Bernstein is being recognized this year for his life's work by the Basketball Hall of Fame as the 2018 Curt Gowdy Award recipient for print media.
"So it's kind of as close to enshrinement sort of as you can get without you know lacing up the shoes and going out on the court. It's an incredible honor. I'm only the second photographer to receive this award, the first photographer who is NBA-centric. So I'm very, very honored but I'm also very hopeful that this opens the floodgates for other photographers, my contemporaries and the people before me who kind of paved the way as still photographers because we need to be recognized as much as the print media does."
Bernstein also just completed work on a book with Lakers great Kobe Bryant called "The Mamba Mentality; How I Play."
"It's literally the peeling back of the curtain of the Mamba," Bernstein said of Bryant's nickname. "The book is basically divided into two halves process and craft. Process talks about everything he did to prepare himself physically, mentally for the game, to recover from injuries, you know that horrific injury he had with the Achilles, how he came back from that.
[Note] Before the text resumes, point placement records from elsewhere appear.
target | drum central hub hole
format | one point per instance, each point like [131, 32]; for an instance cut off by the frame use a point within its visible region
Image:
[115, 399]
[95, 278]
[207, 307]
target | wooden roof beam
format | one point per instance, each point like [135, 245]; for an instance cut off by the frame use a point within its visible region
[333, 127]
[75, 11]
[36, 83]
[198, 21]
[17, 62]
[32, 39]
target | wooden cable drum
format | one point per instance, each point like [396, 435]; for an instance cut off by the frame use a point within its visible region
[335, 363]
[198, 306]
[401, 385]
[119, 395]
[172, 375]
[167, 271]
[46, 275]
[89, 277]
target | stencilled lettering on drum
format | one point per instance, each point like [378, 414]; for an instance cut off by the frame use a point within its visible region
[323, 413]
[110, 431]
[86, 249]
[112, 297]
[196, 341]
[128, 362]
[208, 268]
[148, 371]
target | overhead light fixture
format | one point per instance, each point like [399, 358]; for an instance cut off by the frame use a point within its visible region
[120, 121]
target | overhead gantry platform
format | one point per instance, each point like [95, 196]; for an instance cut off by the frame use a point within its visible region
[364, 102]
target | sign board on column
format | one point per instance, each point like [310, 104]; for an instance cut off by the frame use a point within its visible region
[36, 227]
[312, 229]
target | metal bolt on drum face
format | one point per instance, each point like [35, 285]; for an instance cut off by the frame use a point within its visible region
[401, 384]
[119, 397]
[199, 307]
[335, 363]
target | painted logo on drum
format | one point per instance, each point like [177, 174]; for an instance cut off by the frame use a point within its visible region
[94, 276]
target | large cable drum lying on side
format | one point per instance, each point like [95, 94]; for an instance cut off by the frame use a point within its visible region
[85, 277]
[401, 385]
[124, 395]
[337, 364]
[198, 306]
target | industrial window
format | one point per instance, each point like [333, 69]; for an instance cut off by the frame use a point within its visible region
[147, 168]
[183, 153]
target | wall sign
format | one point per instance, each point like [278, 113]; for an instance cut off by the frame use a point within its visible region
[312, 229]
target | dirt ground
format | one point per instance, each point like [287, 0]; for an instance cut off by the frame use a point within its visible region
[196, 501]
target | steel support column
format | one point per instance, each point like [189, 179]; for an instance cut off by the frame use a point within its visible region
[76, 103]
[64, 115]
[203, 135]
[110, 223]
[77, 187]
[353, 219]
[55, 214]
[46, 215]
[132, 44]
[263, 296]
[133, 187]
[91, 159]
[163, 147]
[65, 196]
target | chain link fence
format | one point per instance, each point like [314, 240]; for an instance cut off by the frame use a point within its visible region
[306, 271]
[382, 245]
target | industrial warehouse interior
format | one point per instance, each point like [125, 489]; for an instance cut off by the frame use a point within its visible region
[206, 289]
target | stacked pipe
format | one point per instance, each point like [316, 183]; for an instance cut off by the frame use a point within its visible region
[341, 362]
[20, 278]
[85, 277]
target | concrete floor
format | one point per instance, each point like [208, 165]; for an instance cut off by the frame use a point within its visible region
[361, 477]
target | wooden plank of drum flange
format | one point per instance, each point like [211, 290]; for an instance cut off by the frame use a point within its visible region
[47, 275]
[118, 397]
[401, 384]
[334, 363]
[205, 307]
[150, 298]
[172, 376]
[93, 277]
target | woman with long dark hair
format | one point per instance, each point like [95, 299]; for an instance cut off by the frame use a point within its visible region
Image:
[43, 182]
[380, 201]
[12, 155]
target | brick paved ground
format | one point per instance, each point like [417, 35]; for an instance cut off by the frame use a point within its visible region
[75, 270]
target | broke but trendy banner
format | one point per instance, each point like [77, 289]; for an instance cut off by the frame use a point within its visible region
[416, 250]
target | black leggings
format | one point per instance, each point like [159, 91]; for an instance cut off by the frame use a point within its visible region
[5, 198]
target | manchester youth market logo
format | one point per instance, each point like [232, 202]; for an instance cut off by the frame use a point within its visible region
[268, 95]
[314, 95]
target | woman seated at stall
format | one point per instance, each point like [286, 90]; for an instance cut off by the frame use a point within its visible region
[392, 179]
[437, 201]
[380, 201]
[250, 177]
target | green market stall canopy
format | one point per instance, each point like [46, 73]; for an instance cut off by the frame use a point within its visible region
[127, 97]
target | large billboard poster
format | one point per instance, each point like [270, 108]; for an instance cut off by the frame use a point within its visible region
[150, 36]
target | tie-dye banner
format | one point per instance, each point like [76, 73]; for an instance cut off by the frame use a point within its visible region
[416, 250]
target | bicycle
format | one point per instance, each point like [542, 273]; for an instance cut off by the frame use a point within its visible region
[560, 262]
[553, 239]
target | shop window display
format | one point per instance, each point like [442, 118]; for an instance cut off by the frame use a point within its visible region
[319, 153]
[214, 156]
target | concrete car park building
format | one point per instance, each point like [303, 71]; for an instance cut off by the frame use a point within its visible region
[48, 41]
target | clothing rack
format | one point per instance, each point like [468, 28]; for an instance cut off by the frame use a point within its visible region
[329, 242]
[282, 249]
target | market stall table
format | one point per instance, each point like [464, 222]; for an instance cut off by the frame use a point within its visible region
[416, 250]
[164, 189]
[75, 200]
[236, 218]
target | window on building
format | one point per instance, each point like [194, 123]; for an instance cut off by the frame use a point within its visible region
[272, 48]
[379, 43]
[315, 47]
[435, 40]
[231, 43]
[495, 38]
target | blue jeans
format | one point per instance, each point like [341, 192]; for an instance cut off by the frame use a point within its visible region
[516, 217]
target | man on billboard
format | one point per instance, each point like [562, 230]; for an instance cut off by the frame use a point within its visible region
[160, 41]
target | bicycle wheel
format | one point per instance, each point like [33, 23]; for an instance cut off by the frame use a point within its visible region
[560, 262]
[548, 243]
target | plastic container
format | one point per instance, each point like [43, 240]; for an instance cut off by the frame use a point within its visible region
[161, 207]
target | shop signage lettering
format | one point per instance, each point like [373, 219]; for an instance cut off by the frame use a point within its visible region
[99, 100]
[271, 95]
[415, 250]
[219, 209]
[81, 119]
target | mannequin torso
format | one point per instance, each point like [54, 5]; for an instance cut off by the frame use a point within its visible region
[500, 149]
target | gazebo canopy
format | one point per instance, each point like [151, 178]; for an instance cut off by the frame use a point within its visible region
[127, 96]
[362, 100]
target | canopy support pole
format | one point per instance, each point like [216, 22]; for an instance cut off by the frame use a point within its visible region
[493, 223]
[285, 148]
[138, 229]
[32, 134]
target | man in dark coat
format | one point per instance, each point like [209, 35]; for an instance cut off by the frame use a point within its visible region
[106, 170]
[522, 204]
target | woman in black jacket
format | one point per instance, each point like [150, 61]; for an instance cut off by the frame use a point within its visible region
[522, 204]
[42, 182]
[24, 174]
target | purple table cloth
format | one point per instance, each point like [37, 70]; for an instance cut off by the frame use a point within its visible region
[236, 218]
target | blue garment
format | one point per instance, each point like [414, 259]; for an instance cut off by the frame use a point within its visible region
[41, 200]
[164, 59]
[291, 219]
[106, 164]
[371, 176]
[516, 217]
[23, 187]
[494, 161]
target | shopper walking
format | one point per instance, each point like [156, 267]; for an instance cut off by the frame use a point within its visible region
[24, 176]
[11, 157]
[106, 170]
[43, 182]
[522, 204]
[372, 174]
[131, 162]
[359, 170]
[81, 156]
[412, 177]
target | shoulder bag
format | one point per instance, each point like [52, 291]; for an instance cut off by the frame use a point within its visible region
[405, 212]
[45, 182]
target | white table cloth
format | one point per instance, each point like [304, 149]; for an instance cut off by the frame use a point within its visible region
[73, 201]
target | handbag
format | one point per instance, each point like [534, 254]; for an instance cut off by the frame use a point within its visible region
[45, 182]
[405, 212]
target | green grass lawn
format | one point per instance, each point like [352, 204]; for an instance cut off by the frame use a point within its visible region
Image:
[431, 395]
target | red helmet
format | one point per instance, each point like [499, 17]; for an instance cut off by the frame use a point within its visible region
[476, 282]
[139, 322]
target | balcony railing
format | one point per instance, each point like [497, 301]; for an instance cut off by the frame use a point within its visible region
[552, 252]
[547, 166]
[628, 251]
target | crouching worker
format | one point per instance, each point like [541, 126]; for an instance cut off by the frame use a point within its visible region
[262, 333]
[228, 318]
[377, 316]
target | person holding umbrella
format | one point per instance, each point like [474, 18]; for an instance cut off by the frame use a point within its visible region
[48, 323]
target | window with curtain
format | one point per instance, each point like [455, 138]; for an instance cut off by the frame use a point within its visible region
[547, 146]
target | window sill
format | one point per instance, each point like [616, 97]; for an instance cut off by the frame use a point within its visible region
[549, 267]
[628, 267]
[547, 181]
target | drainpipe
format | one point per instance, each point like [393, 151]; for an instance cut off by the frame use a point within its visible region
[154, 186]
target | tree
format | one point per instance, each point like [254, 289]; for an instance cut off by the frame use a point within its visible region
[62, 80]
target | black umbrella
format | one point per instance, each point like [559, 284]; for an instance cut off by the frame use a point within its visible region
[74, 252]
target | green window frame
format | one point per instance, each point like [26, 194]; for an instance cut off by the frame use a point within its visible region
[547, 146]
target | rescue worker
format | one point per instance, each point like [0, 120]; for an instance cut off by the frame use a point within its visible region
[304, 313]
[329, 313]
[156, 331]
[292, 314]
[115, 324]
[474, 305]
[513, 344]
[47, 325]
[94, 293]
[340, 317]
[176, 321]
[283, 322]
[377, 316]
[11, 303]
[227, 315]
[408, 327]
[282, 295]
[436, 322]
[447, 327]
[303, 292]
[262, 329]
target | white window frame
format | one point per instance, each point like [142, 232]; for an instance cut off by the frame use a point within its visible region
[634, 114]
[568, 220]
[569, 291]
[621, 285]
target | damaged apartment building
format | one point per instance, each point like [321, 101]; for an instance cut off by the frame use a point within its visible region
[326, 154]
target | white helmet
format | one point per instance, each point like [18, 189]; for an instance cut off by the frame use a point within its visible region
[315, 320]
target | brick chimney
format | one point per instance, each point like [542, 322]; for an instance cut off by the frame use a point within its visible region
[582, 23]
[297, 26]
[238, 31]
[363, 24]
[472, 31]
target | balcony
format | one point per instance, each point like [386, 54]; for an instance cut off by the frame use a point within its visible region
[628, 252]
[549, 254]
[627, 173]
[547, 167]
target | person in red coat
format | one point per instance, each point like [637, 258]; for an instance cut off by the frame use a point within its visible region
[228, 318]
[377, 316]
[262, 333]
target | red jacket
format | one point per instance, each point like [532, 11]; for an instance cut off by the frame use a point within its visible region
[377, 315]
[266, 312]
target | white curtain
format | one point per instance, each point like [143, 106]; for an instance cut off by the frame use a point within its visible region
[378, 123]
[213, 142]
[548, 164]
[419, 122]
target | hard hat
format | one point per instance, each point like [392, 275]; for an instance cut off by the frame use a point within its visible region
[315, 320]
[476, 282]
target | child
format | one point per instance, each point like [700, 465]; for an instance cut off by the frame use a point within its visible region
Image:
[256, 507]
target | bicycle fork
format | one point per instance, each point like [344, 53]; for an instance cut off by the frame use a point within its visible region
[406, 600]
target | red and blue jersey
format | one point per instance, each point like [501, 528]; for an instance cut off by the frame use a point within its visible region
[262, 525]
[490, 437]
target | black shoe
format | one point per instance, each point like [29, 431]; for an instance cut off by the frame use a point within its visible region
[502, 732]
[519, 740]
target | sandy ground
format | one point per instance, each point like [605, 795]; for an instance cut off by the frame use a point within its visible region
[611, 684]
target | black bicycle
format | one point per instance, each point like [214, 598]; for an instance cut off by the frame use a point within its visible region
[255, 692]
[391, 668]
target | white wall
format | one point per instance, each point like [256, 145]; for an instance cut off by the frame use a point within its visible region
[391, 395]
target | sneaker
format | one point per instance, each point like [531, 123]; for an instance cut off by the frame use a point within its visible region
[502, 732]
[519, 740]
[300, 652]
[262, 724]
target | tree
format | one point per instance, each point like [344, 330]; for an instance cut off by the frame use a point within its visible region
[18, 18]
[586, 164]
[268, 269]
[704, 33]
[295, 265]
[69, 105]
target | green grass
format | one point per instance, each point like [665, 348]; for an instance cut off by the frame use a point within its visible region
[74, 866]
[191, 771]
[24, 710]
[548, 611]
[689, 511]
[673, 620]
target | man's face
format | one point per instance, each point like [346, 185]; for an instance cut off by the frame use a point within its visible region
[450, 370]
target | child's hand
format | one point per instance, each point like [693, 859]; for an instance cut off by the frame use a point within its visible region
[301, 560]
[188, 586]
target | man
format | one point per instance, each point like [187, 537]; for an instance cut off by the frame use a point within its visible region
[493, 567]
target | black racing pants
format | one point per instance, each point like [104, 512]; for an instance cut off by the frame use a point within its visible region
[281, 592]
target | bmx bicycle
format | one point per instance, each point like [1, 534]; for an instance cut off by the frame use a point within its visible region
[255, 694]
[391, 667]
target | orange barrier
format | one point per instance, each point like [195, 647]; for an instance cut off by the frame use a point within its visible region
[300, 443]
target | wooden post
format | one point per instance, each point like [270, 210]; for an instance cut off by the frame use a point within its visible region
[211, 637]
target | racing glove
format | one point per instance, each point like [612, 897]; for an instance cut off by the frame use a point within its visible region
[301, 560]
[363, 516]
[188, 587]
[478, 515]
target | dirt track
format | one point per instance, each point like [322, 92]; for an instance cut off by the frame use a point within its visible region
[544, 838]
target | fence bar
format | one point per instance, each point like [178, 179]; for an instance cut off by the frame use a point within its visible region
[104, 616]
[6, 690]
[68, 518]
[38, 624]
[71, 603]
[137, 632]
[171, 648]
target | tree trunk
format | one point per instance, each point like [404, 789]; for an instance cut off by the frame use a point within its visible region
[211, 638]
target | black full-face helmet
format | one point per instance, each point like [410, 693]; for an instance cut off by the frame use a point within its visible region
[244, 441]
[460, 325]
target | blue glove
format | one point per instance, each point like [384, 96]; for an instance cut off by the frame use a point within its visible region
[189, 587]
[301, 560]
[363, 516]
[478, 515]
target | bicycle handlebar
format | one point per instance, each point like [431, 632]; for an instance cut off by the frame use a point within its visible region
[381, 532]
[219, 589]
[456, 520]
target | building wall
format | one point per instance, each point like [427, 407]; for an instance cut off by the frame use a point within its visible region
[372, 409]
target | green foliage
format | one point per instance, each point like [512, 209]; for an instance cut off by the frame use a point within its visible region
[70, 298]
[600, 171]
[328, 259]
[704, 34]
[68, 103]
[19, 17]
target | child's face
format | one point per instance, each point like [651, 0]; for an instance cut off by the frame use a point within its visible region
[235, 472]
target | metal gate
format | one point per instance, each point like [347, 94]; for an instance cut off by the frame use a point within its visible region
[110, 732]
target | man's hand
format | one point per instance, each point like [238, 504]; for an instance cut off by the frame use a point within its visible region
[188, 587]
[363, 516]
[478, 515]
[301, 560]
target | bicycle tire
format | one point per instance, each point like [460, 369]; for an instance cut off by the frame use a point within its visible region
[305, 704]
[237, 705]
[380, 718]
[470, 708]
"And then the craft part is everything basketball oriented, what he learned from the greats watching them as a kid but then being able to play against Michael Jordan, pick his brain on the court and then all the guys he played with and against who made him what he was."
Bryant wrote the book, Bernstein did all the photography. Bryant, of course, is coming off an Academy Award win earlier this year for his animated short film "Dear Basketball."
"Now we've got to get him a Pulitzer," Bernstein said adding he told Bryant he has one up on him, for now.
"I said you know what, you might have won an Oscar, but I'm going in the Hall of Fame before you buddy!"